Although Has works in the years of the heyday of the prestigious Polish School, his cinema is apart from that of his contemporaries, he “wages war on his own”, so to speak. He directs films heavily charged with psychological drama, although the films for which he is best known are those with a surreal and buñuelesque air, particularly the three hours ofThe manuscript found in Zaragoza (1965), a very personal adaptation of the novel by Jan Potocki . Story set in Spain invaded by Napoleonic troops, the manuscript of the title found by Alfonse Van Worden gives rise to an authentic game of Russian dolls, of stories that open up within the story, a display of curious baroque style, with seductive women, strange monks, and predictors of the future, which captivates and tires in equal parts, but which cannot leave anyone indifferent. This scheme would also be adopted by Has in the title that closes his filmography,The tribulations of Balthasar Kober (1988). Sanatorium pod klepsydra (1973), by the Polish “Kafka” Bruno Schulz, a different reflection on the Holocaust, awarded in Cannes,is also very singular

“The fundamental topic of cinema for me is the trip”, assures the filmmaker, and of course in these two films it is without a doubt the artifice that supports the story. But there is also his visual imagery and his literary sources, which he masterfully handles by applying them to the Seventh Art: “The starting point is always literature,” he explains. “Operate in time. Abbreviate time. Temporary jumps. Collateral lines and several layers. Space is the domain of painting; time is the domain of literature and cinema. Playing with time activates the imagination of the spectators.”

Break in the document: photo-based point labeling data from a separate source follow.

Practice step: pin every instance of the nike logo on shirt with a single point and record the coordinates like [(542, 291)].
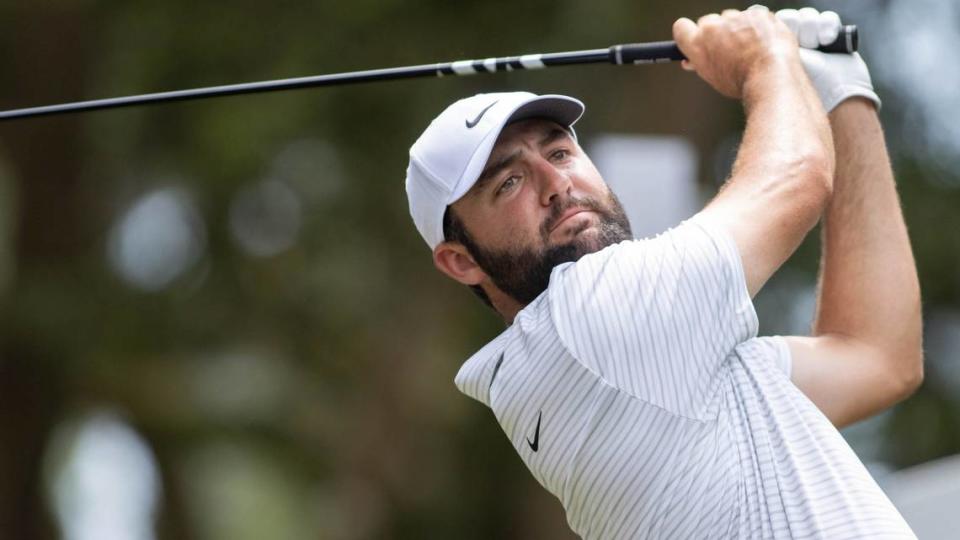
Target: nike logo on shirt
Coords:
[(535, 443)]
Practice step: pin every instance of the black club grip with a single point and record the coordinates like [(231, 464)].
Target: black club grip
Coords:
[(667, 51)]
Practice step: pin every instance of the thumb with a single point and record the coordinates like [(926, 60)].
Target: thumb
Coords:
[(684, 33)]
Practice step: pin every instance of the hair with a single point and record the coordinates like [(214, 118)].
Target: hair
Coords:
[(455, 231)]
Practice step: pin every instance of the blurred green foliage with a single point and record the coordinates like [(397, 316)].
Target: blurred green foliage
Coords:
[(309, 394)]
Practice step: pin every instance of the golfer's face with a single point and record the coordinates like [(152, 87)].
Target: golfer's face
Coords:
[(536, 168)]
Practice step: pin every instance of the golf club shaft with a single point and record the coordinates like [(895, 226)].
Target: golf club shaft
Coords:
[(634, 53)]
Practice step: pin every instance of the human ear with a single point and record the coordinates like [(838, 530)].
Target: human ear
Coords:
[(453, 259)]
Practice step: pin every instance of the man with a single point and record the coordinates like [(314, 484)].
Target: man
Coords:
[(631, 380)]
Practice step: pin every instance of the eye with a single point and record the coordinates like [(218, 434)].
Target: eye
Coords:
[(507, 184)]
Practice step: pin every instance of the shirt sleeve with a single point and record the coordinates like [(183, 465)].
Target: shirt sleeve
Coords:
[(657, 317)]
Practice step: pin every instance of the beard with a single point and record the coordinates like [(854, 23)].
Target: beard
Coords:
[(524, 273)]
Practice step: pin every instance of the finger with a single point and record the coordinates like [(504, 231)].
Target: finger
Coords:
[(791, 18), (809, 28), (828, 27), (708, 18), (684, 32)]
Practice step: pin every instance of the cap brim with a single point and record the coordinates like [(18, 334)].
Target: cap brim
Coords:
[(563, 110)]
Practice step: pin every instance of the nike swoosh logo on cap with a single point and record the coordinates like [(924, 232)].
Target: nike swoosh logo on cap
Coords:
[(479, 116)]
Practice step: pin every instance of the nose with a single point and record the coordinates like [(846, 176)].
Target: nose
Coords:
[(554, 183)]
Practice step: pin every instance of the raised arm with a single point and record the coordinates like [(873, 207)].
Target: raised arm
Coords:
[(783, 174), (865, 353)]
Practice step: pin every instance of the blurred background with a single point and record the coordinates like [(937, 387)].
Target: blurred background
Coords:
[(217, 320)]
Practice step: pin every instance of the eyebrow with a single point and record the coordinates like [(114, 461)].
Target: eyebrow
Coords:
[(491, 170)]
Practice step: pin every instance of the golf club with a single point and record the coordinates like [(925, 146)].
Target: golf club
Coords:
[(633, 53)]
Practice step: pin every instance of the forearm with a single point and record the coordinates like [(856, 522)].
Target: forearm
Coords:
[(869, 289), (787, 133), (782, 178)]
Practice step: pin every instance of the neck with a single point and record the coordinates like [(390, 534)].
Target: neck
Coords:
[(505, 305)]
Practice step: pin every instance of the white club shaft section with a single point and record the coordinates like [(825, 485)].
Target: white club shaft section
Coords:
[(463, 67), (532, 61)]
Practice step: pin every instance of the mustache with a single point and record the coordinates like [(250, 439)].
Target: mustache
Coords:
[(558, 208)]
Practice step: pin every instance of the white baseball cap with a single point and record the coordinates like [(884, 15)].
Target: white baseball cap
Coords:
[(451, 153)]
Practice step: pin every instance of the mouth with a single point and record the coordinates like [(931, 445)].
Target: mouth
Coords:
[(567, 215)]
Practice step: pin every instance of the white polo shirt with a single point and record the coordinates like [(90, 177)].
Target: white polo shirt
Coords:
[(636, 390)]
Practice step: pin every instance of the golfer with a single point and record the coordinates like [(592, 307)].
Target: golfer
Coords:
[(631, 380)]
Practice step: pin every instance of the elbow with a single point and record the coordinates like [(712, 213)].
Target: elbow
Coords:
[(810, 183), (910, 375), (818, 171)]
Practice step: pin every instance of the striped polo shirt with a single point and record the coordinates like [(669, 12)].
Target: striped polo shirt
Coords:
[(636, 390)]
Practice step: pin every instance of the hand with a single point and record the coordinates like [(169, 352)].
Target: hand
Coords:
[(726, 50), (836, 76)]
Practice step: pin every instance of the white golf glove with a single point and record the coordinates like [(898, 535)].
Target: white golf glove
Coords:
[(835, 76)]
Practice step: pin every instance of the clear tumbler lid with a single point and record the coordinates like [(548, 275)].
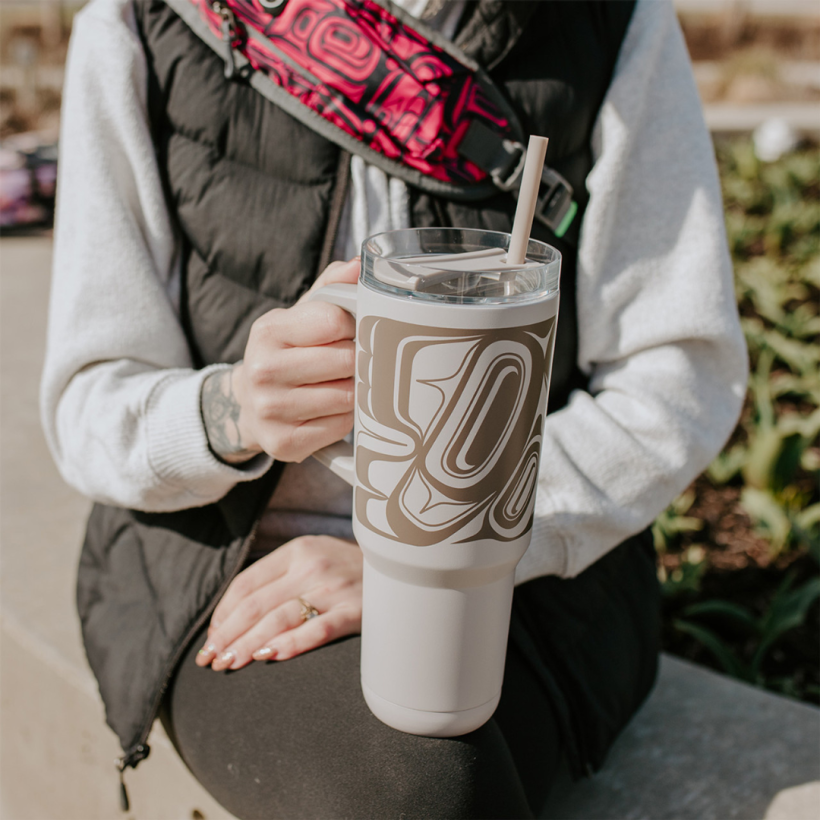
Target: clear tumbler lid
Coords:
[(458, 266)]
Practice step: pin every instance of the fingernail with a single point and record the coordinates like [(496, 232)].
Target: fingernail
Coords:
[(223, 661), (206, 654)]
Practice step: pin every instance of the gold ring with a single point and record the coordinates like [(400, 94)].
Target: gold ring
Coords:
[(308, 610)]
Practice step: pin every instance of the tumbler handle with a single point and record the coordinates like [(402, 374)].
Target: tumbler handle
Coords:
[(337, 457)]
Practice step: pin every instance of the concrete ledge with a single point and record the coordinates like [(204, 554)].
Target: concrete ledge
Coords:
[(704, 747)]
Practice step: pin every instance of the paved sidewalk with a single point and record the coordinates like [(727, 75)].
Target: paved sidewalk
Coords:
[(56, 758)]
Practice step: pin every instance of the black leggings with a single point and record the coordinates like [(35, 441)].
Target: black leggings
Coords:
[(295, 740)]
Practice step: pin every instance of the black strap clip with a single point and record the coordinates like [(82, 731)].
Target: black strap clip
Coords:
[(555, 208), (503, 160)]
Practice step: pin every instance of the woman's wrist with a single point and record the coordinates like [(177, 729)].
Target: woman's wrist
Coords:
[(221, 409)]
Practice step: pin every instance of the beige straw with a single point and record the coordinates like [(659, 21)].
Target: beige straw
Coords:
[(527, 199)]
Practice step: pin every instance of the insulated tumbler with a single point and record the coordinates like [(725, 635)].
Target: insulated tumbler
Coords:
[(453, 357)]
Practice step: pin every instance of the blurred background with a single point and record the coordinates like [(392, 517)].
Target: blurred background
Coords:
[(738, 552)]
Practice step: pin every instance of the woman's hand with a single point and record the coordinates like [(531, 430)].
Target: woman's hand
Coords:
[(260, 616), (293, 392)]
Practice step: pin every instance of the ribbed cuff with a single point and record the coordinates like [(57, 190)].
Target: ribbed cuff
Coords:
[(178, 448)]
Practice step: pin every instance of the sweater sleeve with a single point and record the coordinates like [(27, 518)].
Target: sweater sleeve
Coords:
[(119, 396), (659, 333)]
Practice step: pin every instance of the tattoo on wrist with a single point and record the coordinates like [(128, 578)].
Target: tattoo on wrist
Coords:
[(220, 412)]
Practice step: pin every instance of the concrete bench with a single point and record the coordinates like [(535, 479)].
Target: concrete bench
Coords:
[(702, 747)]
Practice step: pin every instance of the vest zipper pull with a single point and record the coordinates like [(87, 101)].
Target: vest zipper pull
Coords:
[(228, 28), (130, 758), (125, 804)]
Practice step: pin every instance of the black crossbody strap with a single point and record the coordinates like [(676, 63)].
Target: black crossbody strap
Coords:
[(500, 158)]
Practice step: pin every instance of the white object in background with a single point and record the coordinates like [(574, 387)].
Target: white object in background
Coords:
[(774, 138)]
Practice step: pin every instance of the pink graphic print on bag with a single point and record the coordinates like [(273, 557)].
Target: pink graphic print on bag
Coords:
[(356, 65)]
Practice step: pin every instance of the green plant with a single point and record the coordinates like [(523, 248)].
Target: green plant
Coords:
[(787, 611)]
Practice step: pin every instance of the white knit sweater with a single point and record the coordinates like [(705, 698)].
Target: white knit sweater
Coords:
[(658, 328)]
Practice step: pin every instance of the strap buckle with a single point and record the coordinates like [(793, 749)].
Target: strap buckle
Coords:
[(509, 178), (555, 207)]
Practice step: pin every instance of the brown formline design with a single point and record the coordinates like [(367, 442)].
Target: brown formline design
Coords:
[(469, 472)]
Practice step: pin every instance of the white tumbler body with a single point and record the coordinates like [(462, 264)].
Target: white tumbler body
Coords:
[(451, 394), (439, 560), (434, 644)]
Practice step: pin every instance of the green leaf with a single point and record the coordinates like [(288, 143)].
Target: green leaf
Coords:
[(727, 464), (725, 609), (809, 517), (789, 607), (764, 509), (733, 665)]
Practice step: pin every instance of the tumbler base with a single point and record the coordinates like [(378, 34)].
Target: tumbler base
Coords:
[(429, 724)]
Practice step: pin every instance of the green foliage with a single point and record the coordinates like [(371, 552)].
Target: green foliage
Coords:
[(773, 225), (787, 610), (773, 458)]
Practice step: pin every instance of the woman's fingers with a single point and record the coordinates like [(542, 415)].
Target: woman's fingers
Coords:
[(326, 570), (336, 623), (347, 272), (306, 324), (239, 652), (296, 442), (297, 366), (257, 576)]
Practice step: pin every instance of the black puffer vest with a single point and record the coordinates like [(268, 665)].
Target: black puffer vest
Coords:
[(256, 197)]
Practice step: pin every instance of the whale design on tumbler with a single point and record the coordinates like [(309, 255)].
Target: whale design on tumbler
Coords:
[(448, 445)]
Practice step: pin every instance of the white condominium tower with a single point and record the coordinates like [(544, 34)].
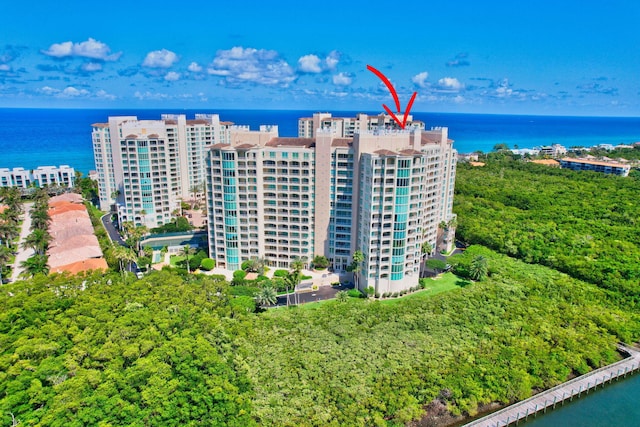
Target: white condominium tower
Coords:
[(145, 167), (383, 191), (348, 126)]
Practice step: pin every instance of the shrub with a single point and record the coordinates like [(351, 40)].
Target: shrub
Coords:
[(280, 273), (354, 293), (208, 264), (320, 262), (239, 274), (241, 290)]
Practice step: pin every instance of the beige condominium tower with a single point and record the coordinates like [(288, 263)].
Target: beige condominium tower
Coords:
[(361, 184)]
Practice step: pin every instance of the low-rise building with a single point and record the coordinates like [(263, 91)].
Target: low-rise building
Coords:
[(42, 176), (596, 166)]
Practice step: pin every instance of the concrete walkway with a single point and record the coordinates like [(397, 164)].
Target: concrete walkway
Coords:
[(23, 254), (561, 393)]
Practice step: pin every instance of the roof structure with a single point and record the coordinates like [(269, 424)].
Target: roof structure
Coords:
[(74, 247)]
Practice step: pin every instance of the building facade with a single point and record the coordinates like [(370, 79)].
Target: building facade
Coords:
[(596, 166), (42, 176), (382, 191), (146, 167), (347, 127)]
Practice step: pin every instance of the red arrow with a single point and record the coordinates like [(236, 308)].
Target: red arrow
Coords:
[(386, 81)]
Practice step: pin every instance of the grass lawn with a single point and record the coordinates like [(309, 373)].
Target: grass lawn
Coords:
[(443, 283)]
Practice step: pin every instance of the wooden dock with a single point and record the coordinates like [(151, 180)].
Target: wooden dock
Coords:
[(573, 389)]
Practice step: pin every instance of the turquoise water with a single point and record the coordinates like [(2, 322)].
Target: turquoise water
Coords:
[(39, 137), (614, 405)]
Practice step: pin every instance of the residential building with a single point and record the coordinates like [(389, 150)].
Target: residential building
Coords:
[(555, 150), (146, 167), (347, 127), (596, 166), (40, 177), (382, 191)]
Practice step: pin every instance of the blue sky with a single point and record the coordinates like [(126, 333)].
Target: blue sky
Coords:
[(521, 57)]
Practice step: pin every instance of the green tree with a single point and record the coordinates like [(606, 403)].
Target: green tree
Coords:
[(266, 296), (254, 265), (125, 256), (39, 219), (320, 262), (436, 264), (479, 268), (187, 250), (342, 296)]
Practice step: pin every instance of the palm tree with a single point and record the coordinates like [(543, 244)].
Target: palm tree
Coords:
[(38, 240), (8, 232), (479, 268), (298, 263), (427, 248), (5, 257), (11, 197), (123, 255), (292, 280), (187, 250), (342, 296), (267, 296), (37, 264), (356, 265), (39, 219)]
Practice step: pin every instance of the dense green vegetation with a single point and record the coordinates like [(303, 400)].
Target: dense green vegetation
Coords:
[(586, 224), (154, 352), (178, 349)]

Notwithstanding the aforementioned films, the director also tackles more accessible stories, of a psychological nature. Nostalgia dominates in films like Los adioses (1958), Common room (1960),Goodbye, Youth (1961), The Gold of My Dreams (1962) andThe art of being loved (1963). The question of self-esteem the underlined point in Lalka (1968), adapted from a novel by Boleslaw Prus . He also visits Anton Chekhov in A Banal Story (1982), a sad story about the loneliness of a life without incentives.

Has said that “things from the past, issues left behind a long time ago, overlap the current reality. The subconscious invades reality. Dreams like this allow a revelation, they show us the future”. Comment that surely applies to his two categories of films.